UPI_Fraud_Detection

Inspiration

With the rapid growth of digital payments in India, UPI has become one of the most widely used payment systems. However, this convenience also brings an increase in digital fraud and suspicious transactions.

Many fraud detection systems rely on simple rule-based methods that fail to detect new fraud patterns.

This project was inspired by the idea of using machine learning to automatically detect suspicious transactions by analyzing patterns in transaction data such as amount, device type, bank details, and network information.

The goal was to build a real-time fraud detection system that can help identify risky transactions before financial damage occurs.

What it does

The UPI Fraud Detection System predicts whether a transaction is fraudulent or legitimate based on various transaction features.

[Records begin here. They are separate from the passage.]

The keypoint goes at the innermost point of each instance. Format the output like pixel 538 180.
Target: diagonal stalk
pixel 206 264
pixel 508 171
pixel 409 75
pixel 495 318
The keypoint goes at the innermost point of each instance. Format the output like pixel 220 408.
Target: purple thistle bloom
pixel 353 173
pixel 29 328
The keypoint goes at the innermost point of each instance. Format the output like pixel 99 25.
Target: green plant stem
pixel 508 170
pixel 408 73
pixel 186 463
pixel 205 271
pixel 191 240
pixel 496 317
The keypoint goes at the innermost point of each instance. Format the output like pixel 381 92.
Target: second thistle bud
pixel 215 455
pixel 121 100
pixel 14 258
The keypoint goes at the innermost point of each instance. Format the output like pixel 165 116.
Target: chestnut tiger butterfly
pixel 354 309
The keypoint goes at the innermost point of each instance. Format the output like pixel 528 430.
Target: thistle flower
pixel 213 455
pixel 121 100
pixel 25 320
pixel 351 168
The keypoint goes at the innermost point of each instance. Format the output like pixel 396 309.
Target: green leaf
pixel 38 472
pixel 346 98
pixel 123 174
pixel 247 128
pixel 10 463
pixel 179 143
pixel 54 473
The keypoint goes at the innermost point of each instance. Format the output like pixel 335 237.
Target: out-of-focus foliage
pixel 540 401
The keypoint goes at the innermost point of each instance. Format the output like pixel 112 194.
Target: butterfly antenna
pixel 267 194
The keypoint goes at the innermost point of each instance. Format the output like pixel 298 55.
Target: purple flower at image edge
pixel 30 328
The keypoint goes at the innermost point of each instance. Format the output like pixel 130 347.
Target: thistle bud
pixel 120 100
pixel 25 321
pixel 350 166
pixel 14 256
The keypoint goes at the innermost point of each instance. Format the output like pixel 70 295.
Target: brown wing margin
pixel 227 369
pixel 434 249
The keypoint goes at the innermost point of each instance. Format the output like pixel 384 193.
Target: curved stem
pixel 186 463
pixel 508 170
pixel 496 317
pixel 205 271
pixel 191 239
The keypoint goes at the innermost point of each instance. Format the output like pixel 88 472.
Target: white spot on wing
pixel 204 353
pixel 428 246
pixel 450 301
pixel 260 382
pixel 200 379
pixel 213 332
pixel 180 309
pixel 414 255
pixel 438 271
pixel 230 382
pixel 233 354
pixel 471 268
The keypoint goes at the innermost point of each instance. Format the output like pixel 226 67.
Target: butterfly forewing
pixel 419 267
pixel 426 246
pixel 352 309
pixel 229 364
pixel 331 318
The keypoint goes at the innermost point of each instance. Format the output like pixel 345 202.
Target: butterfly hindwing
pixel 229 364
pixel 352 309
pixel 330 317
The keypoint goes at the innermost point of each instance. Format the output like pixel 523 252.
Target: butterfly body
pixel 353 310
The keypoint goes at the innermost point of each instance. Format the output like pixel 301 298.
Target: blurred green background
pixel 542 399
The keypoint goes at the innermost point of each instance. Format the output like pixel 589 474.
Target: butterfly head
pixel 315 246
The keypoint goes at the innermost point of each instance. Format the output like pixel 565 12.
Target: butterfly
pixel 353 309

Users can enter transaction details through a web interface, and the system instantly analyzes the data using a trained machine learning model.

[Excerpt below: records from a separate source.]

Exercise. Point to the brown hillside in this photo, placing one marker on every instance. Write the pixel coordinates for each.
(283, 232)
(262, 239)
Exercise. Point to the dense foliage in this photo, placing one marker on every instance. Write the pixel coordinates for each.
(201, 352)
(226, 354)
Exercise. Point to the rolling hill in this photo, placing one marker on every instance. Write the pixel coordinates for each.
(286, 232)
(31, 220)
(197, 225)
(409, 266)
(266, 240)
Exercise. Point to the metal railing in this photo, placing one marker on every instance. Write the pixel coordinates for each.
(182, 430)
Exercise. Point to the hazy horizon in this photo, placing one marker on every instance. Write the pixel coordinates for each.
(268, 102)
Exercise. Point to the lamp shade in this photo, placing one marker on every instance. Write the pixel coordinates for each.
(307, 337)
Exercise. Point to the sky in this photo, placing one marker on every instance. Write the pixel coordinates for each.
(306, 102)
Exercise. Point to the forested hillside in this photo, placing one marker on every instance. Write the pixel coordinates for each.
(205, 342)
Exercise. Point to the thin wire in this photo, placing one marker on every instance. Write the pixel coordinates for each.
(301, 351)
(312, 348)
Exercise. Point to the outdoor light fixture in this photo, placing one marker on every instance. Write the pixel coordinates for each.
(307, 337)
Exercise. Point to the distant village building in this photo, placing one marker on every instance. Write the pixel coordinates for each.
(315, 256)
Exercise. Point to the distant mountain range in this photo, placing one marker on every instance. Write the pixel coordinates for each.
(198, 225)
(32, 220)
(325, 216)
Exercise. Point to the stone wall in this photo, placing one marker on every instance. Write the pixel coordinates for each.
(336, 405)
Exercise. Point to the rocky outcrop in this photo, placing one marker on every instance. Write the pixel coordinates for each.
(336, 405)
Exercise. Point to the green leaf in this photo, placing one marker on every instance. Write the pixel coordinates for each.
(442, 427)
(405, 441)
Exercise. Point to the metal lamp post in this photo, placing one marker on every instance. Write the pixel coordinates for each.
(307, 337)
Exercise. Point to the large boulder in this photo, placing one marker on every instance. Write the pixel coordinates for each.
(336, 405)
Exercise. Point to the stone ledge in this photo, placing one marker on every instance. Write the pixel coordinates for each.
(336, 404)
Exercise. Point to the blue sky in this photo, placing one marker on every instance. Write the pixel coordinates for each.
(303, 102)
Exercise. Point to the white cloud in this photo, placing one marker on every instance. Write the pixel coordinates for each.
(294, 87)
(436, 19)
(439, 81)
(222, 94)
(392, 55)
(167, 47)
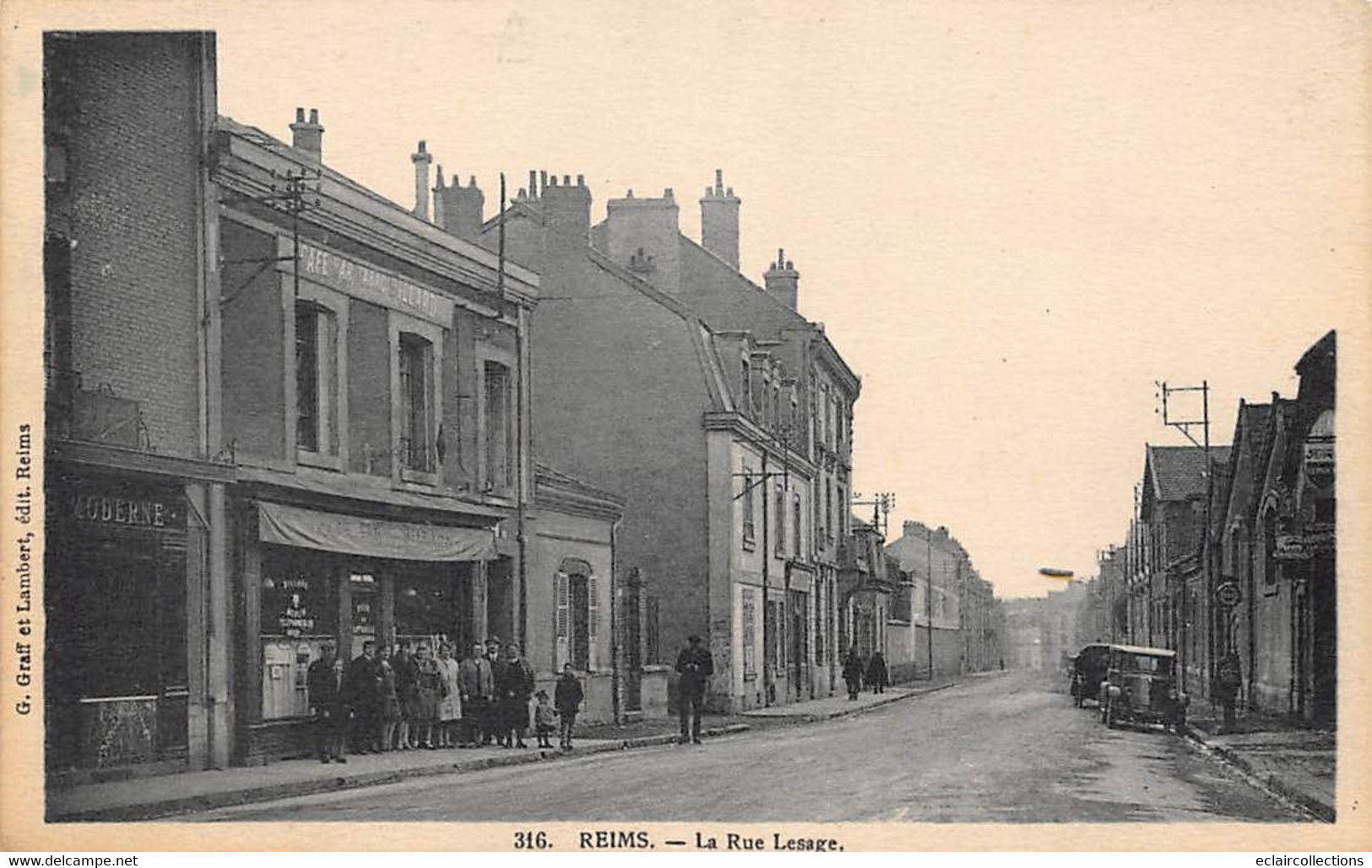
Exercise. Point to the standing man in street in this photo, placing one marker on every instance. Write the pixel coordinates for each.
(695, 665)
(362, 690)
(476, 687)
(1228, 681)
(322, 694)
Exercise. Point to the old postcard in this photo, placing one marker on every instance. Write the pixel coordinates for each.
(770, 426)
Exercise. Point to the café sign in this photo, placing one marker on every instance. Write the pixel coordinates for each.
(1291, 547)
(362, 281)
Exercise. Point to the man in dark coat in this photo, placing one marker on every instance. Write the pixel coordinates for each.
(852, 672)
(1228, 681)
(476, 687)
(322, 696)
(493, 725)
(362, 683)
(328, 703)
(515, 681)
(567, 700)
(695, 665)
(877, 675)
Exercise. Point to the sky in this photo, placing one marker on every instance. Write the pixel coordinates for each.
(1013, 219)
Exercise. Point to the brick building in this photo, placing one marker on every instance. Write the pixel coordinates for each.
(706, 426)
(951, 612)
(283, 413)
(136, 580)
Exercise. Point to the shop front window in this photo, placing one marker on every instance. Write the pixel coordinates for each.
(426, 606)
(498, 465)
(416, 404)
(300, 617)
(316, 379)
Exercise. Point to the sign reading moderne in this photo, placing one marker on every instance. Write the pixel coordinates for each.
(362, 281)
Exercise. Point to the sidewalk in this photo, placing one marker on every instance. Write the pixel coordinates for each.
(1294, 762)
(146, 798)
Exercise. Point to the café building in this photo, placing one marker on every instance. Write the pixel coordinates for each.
(375, 397)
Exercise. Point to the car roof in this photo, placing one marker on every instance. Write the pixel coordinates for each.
(1139, 648)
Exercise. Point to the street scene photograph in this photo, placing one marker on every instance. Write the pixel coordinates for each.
(626, 413)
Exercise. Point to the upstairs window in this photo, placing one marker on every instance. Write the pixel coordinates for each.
(416, 368)
(316, 379)
(500, 469)
(746, 507)
(746, 382)
(779, 521)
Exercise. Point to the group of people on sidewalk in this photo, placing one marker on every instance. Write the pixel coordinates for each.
(873, 670)
(406, 698)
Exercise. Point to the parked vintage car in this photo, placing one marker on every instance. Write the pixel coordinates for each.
(1141, 687)
(1088, 670)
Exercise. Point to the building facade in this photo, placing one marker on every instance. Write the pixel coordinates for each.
(331, 444)
(952, 621)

The model evaluates patterns in:

Transaction amount
Merchant category
Transaction type
Sender and receiver banks
Device type
Network type
Time of transaction

Based on these features, the system predicts if the transaction is safe or potentially fraudulent.

How we built it

The project combines machine learning with a full-stack web application.

Data Processing

The dataset contains 25,000+ UPI transactions with multiple transaction features.

Data preprocessing steps included:

Removing irrelevant columns such as transaction ID and timestamp
Handling categorical variables using One-Hot Encoding
Scaling numerical features using StandardScaler
Handling class imbalance using SMOTE, since fraud transactions were extremely rare.

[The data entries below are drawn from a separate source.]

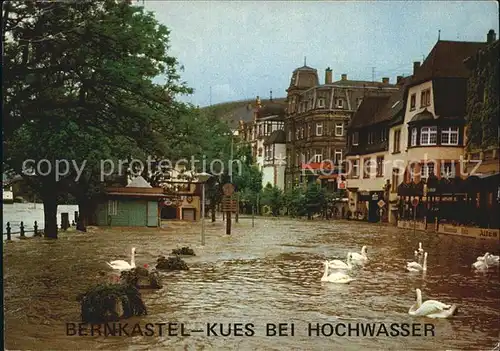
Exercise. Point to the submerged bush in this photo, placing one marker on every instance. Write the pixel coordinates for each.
(171, 264)
(111, 302)
(183, 251)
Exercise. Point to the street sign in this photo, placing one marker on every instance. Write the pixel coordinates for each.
(228, 189)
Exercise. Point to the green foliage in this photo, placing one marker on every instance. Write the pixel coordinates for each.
(483, 100)
(78, 86)
(272, 196)
(100, 303)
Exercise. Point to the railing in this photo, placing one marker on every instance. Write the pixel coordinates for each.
(36, 230)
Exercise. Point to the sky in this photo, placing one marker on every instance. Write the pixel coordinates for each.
(235, 50)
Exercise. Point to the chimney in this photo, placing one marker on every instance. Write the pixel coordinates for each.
(416, 66)
(328, 76)
(491, 37)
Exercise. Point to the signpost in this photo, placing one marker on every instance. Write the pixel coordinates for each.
(414, 203)
(228, 204)
(381, 204)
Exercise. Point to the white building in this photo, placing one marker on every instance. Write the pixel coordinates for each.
(265, 134)
(372, 154)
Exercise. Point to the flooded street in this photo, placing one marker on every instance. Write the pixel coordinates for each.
(267, 274)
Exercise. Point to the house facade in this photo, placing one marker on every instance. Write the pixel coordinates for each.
(372, 152)
(433, 134)
(265, 135)
(316, 119)
(136, 205)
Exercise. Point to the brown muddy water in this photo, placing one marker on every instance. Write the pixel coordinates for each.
(267, 274)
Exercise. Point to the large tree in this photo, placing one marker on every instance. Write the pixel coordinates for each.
(78, 86)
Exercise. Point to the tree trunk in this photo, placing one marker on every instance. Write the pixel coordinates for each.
(212, 209)
(50, 216)
(84, 215)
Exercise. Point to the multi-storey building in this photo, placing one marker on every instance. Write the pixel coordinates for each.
(316, 120)
(265, 135)
(370, 155)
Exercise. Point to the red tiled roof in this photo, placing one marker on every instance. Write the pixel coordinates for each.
(446, 60)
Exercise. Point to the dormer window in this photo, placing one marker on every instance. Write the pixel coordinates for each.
(428, 136)
(425, 98)
(355, 138)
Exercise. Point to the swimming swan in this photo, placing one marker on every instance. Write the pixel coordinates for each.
(490, 259)
(337, 277)
(338, 264)
(359, 257)
(420, 250)
(122, 265)
(431, 308)
(417, 267)
(481, 265)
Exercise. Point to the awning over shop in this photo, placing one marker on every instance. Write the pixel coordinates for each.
(411, 189)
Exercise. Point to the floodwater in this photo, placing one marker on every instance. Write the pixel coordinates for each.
(29, 213)
(267, 274)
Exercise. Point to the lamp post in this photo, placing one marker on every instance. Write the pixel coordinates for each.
(203, 178)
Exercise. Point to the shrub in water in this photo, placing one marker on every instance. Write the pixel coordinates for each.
(171, 264)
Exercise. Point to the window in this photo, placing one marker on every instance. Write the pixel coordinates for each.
(413, 101)
(449, 136)
(319, 129)
(395, 180)
(426, 169)
(338, 157)
(448, 170)
(370, 137)
(367, 162)
(339, 130)
(318, 156)
(380, 166)
(425, 98)
(396, 142)
(383, 135)
(112, 207)
(412, 172)
(268, 153)
(428, 136)
(413, 141)
(355, 168)
(355, 138)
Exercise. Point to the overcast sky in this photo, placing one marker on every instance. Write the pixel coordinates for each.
(244, 49)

Mathematically, SMOTE generates synthetic samples between minority class observations:

x_new = x_i + λ (x_nn − x_i)

Where:

x_i = a minority class sample
x_nn = one of its nearest neighbors
λ = a random value between 0 and 1

Machine Learning Models

Multiple models were tested to compare performance:

Logistic Regression
Random Forest
XGBoost
LightGBM

Each model was evaluated using confusion matrix and classification metrics.

The best performing model was then saved and integrated into the application.

System Architecture

The system is built with the following components:

Frontend

HTML
CSS
JavaScript

Backend

Flask (Python)

Machine Learning

Scikit-learn
XGBoost
LightGBM
Imbalanced-learn (SMOTE)

Deployment

GitHub
Render Cloud Platform

Users submit transaction details → Flask backend processes the request → the ML model predicts fraud risk → result is displayed instantly.

Challenges we ran into

One of the biggest challenges was extreme class imbalance in the dataset.

Out of 25,000+ transactions, only around 480 were fraud cases. This caused models to initially predict all transactions as normal, achieving high accuracy but failing to detect fraud.

To solve this, SMOTE oversampling was applied to balance the training dataset.

Another challenge was deploying a machine learning pipeline that contained preprocessing steps and categorical encoders. Ensuring compatibility between training and deployment environments required restructuring the pipeline and properly saving the model.

What we learned

Through this project we learned:

How to handle imbalanced datasets in fraud detection
Building machine learning pipelines for real-world deployment
Integrating ML models with Flask APIs
Deploying a full-stack AI application on cloud platforms

Most importantly, we learned that accuracy alone is not enough in fraud detection. Metrics such as recall and precision for the fraud class are critical to evaluate real-world effectiveness.